United States v. Bah, No. 07-4370-cr (2d Cir. July 31, 2009) (Jacobs, Walker, Calabresi, CJJ)
Boubacar Bah ran a licensed money transmission business in New Jersey, but did not have an equivalent license in New York. He was convicted of operating an unlicensed money transmitting business, in violation of 18 U.S.C. § 1960, but the circuit reversed, finding that the district court erred in explaining the scope of § 1960 in its jury instructions.
Section 1960 makes it a crime to operate an “unlicensed money transmitting business” in interstate or foreign commerce in a “State where such operation is punishable as a misdemeanor or a felony under State law.” Under New York State law, it is a crime both to receive money for transmission and to transmit it without a license. Only the second of these is covered by § 1960, however, since the federal statute does cover the receipt of money for transmission.

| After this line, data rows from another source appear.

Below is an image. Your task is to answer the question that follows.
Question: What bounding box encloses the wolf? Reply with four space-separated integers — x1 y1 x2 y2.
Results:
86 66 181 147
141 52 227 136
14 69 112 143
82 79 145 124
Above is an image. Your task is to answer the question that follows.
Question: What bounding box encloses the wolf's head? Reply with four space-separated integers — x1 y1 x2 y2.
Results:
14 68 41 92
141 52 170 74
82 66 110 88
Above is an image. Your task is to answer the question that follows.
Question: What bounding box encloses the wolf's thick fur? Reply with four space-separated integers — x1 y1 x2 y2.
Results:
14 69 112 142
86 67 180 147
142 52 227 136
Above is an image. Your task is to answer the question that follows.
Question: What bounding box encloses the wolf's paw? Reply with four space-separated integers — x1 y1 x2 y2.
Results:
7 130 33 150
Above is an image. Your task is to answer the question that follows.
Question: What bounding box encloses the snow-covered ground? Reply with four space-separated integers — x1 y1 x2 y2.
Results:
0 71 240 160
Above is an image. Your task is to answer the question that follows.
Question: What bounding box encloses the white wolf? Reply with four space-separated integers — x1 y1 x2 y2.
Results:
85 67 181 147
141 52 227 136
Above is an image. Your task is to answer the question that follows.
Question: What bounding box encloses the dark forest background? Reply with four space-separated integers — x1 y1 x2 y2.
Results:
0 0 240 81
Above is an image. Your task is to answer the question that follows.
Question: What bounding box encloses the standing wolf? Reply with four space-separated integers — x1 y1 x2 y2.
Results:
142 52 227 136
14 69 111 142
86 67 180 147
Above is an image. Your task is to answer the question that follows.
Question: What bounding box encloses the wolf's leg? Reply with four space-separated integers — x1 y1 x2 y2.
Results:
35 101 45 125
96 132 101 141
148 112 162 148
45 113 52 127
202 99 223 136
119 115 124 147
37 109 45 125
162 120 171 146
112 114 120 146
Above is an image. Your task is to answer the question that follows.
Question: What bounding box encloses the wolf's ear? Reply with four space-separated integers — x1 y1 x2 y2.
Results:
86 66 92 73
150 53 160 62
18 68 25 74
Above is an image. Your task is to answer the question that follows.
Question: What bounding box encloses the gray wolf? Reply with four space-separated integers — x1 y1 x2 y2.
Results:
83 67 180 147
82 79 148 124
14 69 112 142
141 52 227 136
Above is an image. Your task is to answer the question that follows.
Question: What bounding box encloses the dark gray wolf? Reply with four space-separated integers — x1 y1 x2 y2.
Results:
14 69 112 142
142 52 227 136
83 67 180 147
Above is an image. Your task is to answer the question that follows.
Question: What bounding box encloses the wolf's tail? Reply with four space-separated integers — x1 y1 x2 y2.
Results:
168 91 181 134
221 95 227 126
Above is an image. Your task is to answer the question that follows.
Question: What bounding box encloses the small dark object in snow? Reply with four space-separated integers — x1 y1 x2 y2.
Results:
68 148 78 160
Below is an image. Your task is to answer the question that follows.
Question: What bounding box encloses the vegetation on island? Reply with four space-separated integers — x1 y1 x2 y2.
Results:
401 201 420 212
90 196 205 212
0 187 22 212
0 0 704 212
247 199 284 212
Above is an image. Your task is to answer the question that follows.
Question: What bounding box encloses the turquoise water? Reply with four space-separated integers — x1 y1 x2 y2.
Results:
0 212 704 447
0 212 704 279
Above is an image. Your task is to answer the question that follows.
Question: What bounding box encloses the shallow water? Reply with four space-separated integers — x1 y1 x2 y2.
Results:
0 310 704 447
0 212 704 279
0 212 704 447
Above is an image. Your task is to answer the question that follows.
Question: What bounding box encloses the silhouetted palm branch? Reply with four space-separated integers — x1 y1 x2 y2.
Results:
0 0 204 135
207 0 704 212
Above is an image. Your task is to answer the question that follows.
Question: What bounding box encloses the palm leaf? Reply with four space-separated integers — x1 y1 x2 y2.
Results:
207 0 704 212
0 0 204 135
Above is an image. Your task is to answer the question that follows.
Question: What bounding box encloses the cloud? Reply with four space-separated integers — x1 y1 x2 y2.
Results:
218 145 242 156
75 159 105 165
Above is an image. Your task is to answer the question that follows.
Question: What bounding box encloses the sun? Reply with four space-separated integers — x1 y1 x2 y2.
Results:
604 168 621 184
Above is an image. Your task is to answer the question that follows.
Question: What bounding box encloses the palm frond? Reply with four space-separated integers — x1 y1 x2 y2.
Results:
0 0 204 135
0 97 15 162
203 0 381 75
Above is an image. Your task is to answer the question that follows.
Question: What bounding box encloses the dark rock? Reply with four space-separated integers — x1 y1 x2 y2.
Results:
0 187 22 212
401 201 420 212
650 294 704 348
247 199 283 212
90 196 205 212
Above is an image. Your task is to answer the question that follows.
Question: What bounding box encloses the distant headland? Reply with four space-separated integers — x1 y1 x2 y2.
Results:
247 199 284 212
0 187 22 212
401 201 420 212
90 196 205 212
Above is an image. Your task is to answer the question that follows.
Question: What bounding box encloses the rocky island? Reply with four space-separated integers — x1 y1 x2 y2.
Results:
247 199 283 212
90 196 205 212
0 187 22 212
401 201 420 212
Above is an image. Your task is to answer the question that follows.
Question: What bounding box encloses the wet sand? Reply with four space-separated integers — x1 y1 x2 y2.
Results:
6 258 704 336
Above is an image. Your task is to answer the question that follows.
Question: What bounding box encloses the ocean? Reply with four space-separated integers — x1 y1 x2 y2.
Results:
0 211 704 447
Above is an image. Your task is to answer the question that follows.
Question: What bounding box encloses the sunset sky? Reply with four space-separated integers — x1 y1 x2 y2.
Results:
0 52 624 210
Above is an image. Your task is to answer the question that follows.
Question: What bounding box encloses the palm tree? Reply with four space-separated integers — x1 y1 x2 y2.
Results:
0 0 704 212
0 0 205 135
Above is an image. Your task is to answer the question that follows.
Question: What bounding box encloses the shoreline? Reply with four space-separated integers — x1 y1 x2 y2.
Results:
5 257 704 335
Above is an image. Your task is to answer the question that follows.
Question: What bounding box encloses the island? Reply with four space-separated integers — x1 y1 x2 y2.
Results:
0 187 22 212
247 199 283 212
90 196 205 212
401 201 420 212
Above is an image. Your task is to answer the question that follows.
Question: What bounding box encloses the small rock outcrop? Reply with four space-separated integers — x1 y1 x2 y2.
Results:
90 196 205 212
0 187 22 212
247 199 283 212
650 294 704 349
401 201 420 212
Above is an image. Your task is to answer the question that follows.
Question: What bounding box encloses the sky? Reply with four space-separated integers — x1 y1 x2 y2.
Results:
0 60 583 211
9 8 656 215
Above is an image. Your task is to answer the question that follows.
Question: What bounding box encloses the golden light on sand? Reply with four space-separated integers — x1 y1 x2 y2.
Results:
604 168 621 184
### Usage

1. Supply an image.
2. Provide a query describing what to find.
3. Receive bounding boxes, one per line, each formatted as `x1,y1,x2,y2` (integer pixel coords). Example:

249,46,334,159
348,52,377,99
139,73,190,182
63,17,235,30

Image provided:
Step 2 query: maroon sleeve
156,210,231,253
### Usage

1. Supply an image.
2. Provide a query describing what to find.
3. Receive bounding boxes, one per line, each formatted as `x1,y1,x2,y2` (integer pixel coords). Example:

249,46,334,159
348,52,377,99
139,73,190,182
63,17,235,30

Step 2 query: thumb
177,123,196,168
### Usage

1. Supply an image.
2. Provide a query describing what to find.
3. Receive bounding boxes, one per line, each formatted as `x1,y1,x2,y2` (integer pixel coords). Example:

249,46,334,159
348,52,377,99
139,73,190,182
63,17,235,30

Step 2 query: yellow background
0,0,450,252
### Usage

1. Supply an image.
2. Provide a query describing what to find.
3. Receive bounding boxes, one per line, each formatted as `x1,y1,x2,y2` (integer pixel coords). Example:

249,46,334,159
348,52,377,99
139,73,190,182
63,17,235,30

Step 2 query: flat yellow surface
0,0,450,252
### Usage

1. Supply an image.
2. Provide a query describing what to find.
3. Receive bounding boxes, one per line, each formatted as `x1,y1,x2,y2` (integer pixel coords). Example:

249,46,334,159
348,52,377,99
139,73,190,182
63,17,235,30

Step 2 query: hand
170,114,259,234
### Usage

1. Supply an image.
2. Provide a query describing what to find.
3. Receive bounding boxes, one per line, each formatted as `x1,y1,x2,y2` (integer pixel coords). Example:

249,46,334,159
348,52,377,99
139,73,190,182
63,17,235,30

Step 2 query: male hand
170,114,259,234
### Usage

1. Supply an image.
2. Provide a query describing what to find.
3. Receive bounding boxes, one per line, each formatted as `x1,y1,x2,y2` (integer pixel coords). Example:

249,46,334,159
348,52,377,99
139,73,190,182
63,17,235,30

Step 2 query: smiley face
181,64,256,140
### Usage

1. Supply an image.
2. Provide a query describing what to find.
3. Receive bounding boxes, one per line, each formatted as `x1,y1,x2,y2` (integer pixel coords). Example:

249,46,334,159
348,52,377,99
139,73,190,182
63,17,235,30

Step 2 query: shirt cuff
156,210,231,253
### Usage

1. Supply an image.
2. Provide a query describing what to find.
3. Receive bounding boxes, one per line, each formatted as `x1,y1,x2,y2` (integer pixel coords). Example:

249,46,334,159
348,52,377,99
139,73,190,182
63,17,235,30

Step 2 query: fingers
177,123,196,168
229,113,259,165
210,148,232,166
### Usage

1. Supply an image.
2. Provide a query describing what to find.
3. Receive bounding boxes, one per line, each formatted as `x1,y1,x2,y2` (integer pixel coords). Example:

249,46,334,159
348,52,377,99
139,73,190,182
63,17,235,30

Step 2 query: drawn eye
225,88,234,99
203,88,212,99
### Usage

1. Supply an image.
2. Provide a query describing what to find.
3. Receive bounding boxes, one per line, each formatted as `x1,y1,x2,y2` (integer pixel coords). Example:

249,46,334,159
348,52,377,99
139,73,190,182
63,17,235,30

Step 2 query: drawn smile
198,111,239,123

This was Bah’s defense. He testified that customers would bring cash to him in New York. He would take the money to New Jersey and then lawfully transmit it to Africa. But the district court erroneously charged this defense out of the case. It rejected Bah’s request for an instruction that “1960 does not make it unlawful to receive money for transmission without a license,” even as it instructed – correctly, but irrelevantly – that it was a crime in New York to be in the business of receiving money for transmission without a license.
This charge “likely misled” the jury “as to the scope of Section 1960,” and was not harmless error, since under the charge as given, “Bah’s defense at trial – that he received money in New York for transmission in New Jersey – amounted to a concession of guilt.”